IBM, Mediaocean announce blockchain consortium to tackle what’s wrong with ad tech
The effort, expected to launch by the end of this year, will track transactions on real-time programmatic platforms.
And now a new ad-focused blockchain consortium has recently been announced by heavyweights IBM — through its iX digital agency — and advertising software provider MediaOcean. It already counts ad giants Unilever, Pfizer, Kimberly-Clark, Kellogg and IBM Watson Advertising among its inaugural participants.
The as-yet-unnamed consortium, unveiled last month at the Cannes Lions Festival of Creativity, is powered by the blockchain protocol developed by IBM and made open source, called Hyperledger. The blockchain environment will be built on Mediaocean’s campaign management platform, which already handles more than $140 billion in annual ad spending.
The idea is that every step of an ad campaign — including purchase order and media execution — is recorded to blockchain, offering a transactional breadcrumb trail that is immediately distributed to all participants with access to a node, and that, for all practical purposes, is immutable.
But while transparency is a key aspect of the project, iX Executive Partner Babs Rangaiah told me, the key driver on the project is reconciliation.
At his former employer Unilever, he said, reconciliation of ad campaigns was “a nightmare.” Data on delivery, viewability and other metrics came in from multiple sources during and after campaigns and often differed from each other. When settlement was made, it might happen at the end of a month or the end of a campaign, so refunds or “makegood” free placements might come too late to have any value.
‘Capturing the buy’
To address the issue of reconciliation, he said, iX began last year a blockchain-based “minimally viable project” with Unilever, which resulted in a blueprint and a functioning environment.

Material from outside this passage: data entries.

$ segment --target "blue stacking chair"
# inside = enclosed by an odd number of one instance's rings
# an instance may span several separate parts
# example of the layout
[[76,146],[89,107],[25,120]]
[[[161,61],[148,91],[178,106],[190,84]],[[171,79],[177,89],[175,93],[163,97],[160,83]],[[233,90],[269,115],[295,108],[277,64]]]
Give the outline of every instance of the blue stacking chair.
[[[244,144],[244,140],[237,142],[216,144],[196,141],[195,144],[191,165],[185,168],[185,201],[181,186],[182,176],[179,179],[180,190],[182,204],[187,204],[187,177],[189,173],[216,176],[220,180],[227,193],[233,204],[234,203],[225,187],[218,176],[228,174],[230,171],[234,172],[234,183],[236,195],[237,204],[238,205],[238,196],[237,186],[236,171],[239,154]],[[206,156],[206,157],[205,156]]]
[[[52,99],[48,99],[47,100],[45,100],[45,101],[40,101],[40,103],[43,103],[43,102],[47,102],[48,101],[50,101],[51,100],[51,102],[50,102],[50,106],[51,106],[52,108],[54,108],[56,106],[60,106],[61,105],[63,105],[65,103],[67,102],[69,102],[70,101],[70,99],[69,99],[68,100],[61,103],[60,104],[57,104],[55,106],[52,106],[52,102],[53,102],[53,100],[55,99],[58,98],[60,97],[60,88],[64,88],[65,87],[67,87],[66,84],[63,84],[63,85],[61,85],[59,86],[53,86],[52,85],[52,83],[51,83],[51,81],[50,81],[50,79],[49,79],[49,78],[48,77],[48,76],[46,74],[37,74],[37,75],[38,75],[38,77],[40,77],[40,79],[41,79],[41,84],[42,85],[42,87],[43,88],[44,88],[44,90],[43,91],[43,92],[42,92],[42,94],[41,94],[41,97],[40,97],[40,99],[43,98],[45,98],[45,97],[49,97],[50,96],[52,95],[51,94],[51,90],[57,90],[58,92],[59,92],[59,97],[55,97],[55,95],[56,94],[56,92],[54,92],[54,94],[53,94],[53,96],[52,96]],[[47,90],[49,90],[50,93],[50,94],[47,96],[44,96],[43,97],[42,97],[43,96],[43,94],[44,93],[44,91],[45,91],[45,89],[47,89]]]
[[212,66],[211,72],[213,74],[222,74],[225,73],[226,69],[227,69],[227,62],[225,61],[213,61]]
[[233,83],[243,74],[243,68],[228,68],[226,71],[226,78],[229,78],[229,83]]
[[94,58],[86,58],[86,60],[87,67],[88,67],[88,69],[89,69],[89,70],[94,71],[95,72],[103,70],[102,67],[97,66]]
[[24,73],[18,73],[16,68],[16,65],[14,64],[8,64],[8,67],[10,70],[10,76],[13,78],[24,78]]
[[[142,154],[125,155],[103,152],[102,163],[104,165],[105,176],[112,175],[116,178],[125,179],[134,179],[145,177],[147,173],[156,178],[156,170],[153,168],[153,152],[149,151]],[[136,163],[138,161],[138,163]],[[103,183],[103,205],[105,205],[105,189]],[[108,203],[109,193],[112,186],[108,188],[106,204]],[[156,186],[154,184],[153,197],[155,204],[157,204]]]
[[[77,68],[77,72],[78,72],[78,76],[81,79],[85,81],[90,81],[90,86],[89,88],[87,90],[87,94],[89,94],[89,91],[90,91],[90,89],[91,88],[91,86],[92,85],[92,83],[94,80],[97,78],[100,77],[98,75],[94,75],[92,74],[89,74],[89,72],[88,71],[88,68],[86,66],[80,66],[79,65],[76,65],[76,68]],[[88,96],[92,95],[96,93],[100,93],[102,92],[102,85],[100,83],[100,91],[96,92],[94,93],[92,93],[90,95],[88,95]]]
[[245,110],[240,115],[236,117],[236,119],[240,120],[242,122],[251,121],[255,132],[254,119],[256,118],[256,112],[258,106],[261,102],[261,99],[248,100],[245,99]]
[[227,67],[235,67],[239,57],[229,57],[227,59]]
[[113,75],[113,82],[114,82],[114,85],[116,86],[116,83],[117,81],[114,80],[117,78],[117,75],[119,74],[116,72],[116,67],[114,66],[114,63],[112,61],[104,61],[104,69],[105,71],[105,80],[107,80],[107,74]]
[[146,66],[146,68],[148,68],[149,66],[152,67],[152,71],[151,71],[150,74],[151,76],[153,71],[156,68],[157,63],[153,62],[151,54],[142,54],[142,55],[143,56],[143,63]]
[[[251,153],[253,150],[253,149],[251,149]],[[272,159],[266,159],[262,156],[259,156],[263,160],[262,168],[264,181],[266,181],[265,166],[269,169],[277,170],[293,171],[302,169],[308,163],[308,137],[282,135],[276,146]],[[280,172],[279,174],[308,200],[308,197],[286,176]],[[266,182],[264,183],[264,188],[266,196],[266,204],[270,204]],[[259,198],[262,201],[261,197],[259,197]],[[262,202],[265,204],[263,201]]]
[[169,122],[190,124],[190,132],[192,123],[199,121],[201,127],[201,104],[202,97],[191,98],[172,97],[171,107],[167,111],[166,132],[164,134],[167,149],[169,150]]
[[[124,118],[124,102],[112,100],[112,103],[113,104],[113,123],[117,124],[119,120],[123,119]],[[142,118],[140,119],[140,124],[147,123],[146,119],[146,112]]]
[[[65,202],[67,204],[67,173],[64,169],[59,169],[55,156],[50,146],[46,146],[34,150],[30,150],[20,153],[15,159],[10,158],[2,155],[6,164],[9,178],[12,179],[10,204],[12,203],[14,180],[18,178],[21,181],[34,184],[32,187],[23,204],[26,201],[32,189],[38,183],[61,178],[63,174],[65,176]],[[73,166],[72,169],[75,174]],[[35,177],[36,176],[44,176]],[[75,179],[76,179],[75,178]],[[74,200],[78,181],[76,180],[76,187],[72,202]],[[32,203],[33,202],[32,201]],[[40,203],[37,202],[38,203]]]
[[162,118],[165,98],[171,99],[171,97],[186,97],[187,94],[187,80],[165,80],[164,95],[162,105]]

That endeavor, however, was focused around non-real-time insert orders, while this new consortium is intended to work with programmatic, real-time bidding environments. To date, no blockchain project handles real-time bidding speeds, but Rangaiah said this consortium will do that, in part by focusing on recording transactional events — “capturing the buy” — but not yet payments. Reconciliation will happen daily, slower than real-time bidding transactions but faster than conventional reconciliation.
Planning for this build will begin at the end of this month, he said, with a launch and participation by at least the five initial clients in Q4. The five, he said, will run their entire digital ad campaigns through the IBM/Mediaocean blockchain environment.
While others are also attempting to address transparency, permanent and distributed recording, and reconciliation using blockchain, Rangaiah said the key difference is that this consortium is building a foundational infrastructure.
NYIAX, for instance, an ad contract exchange in partnership with stock exchange Nasdaq, is also using blockchain tech to made digital advertising more transparent and more readily reconciled. The difference, he said, is that the IBM/Mediaocean consortium isn’t an exchange and isn’t a participant itself in ad tech, but will have exchanges and other ad tech players work on top of its foundation.
At the moment, he said, there is “no competing project at our scale” employing blockchain to fix advertising.